29.04.2012 - 02:30 | Son Güncellenme:
AYDİL DURGUN aydil.durgun@milliyet.com.tr
İstanbul’da iyi yemek denince akla gelen isimlerden Murat Bozok, Mimolett’in Bodrum şubesi Mimolett Ege’yi açıyor. Ama bu Mimolett başka Mimolett. Burada yapılan yemeklerde kullanılan tüm malzemeler Ege Bölgesi’nden. Ege’nin otları, Balıkesir’in etleri, Bodrum’un mantarları, Ege Denizi’nin balıkları...
“O gün pazarda hangi ot varsa onu kullanacağız” diyor Bozok. Hatta mutfaktaki ekipte bile Ege’deki gastronomi okullarından seçilmiş aşçılar olacak.
Bozok, şu sıralar İstanbul-Bodrum arası mekik dokuyor.
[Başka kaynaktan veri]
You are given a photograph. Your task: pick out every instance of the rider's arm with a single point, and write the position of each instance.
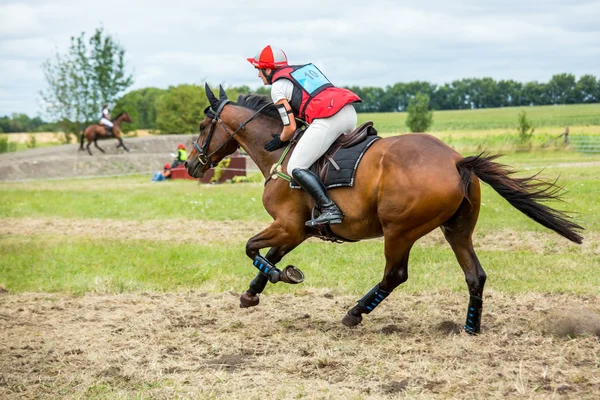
(288, 130)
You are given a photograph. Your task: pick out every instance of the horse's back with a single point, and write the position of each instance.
(408, 180)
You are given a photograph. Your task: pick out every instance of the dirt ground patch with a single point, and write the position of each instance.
(202, 345)
(226, 231)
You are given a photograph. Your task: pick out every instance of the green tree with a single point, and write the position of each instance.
(419, 117)
(588, 88)
(526, 127)
(91, 73)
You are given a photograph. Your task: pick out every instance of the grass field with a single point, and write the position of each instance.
(121, 288)
(580, 115)
(119, 200)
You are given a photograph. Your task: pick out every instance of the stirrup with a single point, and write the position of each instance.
(332, 220)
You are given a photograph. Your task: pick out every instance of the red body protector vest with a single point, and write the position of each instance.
(313, 95)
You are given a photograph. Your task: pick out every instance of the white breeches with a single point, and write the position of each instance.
(107, 122)
(319, 136)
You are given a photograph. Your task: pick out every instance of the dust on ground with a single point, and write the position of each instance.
(202, 345)
(231, 231)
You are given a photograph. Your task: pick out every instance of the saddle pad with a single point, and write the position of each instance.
(347, 160)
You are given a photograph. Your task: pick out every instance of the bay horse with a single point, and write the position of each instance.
(405, 186)
(98, 131)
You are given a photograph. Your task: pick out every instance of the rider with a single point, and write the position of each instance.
(181, 156)
(105, 120)
(303, 92)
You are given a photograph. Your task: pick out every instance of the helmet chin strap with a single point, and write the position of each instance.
(270, 76)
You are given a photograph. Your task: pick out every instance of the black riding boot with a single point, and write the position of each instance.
(330, 213)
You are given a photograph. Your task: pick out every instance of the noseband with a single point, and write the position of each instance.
(203, 157)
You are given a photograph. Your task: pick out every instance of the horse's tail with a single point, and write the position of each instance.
(522, 193)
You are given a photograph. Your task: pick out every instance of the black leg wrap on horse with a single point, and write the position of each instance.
(267, 269)
(472, 326)
(258, 284)
(373, 298)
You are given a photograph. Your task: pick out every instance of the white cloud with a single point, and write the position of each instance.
(355, 43)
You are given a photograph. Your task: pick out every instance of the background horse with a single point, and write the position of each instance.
(405, 186)
(97, 131)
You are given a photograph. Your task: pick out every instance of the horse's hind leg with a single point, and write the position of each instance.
(397, 250)
(98, 147)
(258, 284)
(122, 144)
(458, 231)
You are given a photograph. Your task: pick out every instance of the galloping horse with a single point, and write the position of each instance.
(97, 131)
(405, 186)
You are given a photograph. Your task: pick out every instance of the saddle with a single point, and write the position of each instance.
(337, 166)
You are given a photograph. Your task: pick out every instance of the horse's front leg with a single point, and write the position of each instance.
(281, 243)
(122, 144)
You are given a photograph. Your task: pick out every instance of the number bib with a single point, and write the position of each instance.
(310, 78)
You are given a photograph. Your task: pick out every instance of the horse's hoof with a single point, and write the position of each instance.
(292, 275)
(249, 300)
(351, 320)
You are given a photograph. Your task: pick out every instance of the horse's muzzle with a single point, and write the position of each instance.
(194, 168)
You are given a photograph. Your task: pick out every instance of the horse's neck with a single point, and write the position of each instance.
(119, 120)
(253, 139)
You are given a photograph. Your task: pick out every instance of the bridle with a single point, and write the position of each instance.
(203, 157)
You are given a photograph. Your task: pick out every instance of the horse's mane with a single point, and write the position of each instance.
(256, 101)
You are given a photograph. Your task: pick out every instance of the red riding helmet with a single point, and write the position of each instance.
(270, 57)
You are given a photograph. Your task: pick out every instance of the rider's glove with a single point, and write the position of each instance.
(275, 144)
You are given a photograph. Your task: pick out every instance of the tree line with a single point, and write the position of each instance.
(92, 72)
(474, 93)
(19, 122)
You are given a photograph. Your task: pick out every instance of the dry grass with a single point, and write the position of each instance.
(203, 345)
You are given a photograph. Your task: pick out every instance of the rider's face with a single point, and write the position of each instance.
(262, 76)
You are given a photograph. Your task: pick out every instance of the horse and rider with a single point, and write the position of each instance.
(105, 129)
(403, 187)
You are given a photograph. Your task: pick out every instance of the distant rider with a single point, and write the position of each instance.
(181, 155)
(105, 120)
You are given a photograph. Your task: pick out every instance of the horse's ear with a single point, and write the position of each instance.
(222, 94)
(213, 101)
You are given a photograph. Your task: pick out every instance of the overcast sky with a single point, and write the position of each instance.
(365, 43)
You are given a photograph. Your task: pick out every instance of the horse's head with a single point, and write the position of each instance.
(127, 117)
(216, 139)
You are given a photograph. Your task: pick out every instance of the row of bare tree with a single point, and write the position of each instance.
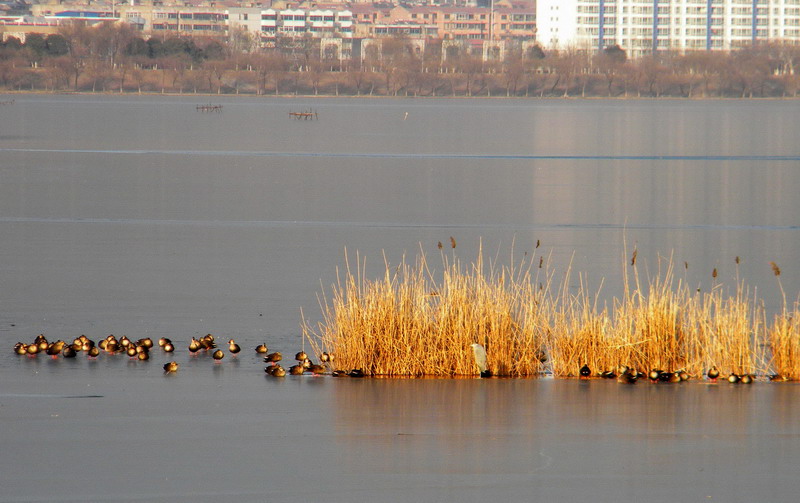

Bodrum’daki çok sevdiği pazarları geziyor, turunç reçelleri kuruyor, Ege’nin meşhur satsumalarından krem brüle yapıyor. Bu koşuşturmaca arasında Mimolett’te yakalıyoruz ünlü şefi. Yurtdışından gelen kalabalık bir grubu ağırlıyor o gün.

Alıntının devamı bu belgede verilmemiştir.